Objective: Addressing severe bacterial infections continues to be a major challenge, often requiring the use of combination therapy, which entails administering two or more antibiotics that work through different mechanisms. This research investigates the use of machine learning (ML) models to forecast the effectiveness of combination therapies at inhibiting bacterial growth. By incorporating longitudinal data on bacterial load, captured through optical density measurements during time-kill assays, and fitting this data to a mathematical framework, our goal was to improve dosing strategies for combination treatments. Here we processed data from prior work, where we exposed Acinetobacter baumannii to two antibiotic combinations: ceftazidime/amikacin (CAZ/AMK) and ceftazidime/avibactam (CAZ/AVI), tested under both synchronous and asynchronous dosing schedules[1]. Given the difficulty of first principles based methods of mathematical modeling to use for dosing regimen design, our objective was to test whether machine learning methods can help with the task. The ML-driven strategy enhanced the extraction of crucial pharmacodynamic parameters, yielding more precise predictions of the average kill rate (D) in comparison to the bacterial growth rate (K_g). When D/K_g > 1, the bacterial population diminishes, but when D/K_g < 1, it indicates a rise in the bacterial population.

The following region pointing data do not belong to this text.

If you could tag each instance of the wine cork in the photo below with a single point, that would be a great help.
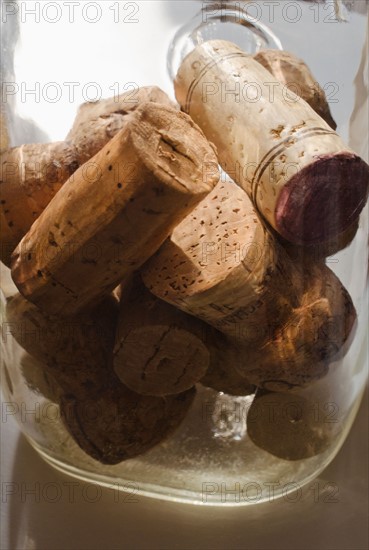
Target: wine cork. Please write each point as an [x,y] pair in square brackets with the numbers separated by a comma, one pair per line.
[303,179]
[318,332]
[31,175]
[107,420]
[159,350]
[222,265]
[222,374]
[38,380]
[118,424]
[100,227]
[296,75]
[288,426]
[76,352]
[97,122]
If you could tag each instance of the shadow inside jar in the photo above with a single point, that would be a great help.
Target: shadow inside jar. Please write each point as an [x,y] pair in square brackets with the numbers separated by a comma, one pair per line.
[51,510]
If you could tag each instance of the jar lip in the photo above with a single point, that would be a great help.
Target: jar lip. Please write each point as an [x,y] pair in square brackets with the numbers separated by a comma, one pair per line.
[217,21]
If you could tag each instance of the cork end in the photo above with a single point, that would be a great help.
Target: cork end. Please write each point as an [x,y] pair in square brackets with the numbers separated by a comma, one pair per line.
[323,200]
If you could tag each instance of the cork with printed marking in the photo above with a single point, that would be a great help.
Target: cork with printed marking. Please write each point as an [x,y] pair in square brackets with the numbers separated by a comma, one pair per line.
[307,184]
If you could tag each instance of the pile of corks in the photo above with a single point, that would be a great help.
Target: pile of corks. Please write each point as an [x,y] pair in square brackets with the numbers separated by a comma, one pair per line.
[143,271]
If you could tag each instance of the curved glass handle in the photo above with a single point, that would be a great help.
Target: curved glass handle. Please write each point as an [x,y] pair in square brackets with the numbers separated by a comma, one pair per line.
[222,21]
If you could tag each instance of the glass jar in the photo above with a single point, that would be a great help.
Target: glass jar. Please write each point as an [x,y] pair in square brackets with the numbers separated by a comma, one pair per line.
[212,457]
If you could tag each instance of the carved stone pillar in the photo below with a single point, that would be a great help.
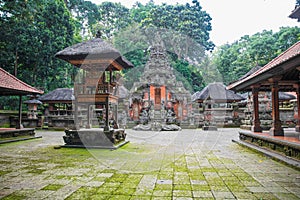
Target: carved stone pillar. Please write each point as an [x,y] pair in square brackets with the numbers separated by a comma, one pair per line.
[298,107]
[256,122]
[276,129]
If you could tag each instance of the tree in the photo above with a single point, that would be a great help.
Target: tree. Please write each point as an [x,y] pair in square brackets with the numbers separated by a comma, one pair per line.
[31,37]
[189,20]
[113,18]
[86,14]
[236,59]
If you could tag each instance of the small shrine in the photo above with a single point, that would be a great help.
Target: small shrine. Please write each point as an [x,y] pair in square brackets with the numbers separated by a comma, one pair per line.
[96,101]
[158,99]
[58,108]
[217,106]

Methods: The following machine learning methods were used to train models based on the data mentioned above: Gaussian Process Regression (GPR), Random Forest Regression, Neural Network (MLP Regressor), Nearest Neighbors Regression (KNN), Linear Regression, Gradient Boosted Trees, and Decision Tree. All models capture the effect of antibiotic concentrations on the kill rate for the least susceptible subpopulation of the infecting bacterial population. The training data were produced in previous work, where kill rate estimates at distinct pairs of antibiotic concentrations were produced. Each trained model is then used to forecast the effectiveness of combination therapies at inhibiting bacterial growth under clinically relevant pharmacokinetics. The forecast is based on a simple comparison of the bacterial growth rate (K_g) to the average kill rate (D) induced by the antibiotic combination. Selected model forecasts are compared to actual experimental data, obtained in vitro in a hollow fiber infection model (HFIM).

Results: The aggregate recommendation by the machine learning methods provides good predictions on the effectiveness of corresponding dosing regimens observed at the HFIM.

Conclusions: The results presented here demonstrates how various machine learning (ML) models can be used to enhance combination therapies aimed at resistant pathogens, which can ultimately lead to improved management of bacterial infections. This innovative ML-based analytical framework offers greater precision, accounts for uncertainty, and provides actionable insights for optimizing dosing regimens in combination therapies.

References:

1.Eales, B. M. et al. Rapid design of combination antimicrobial therapy against Acinetobacter baumannii. Comput Chem Eng 192, 108884 (2025).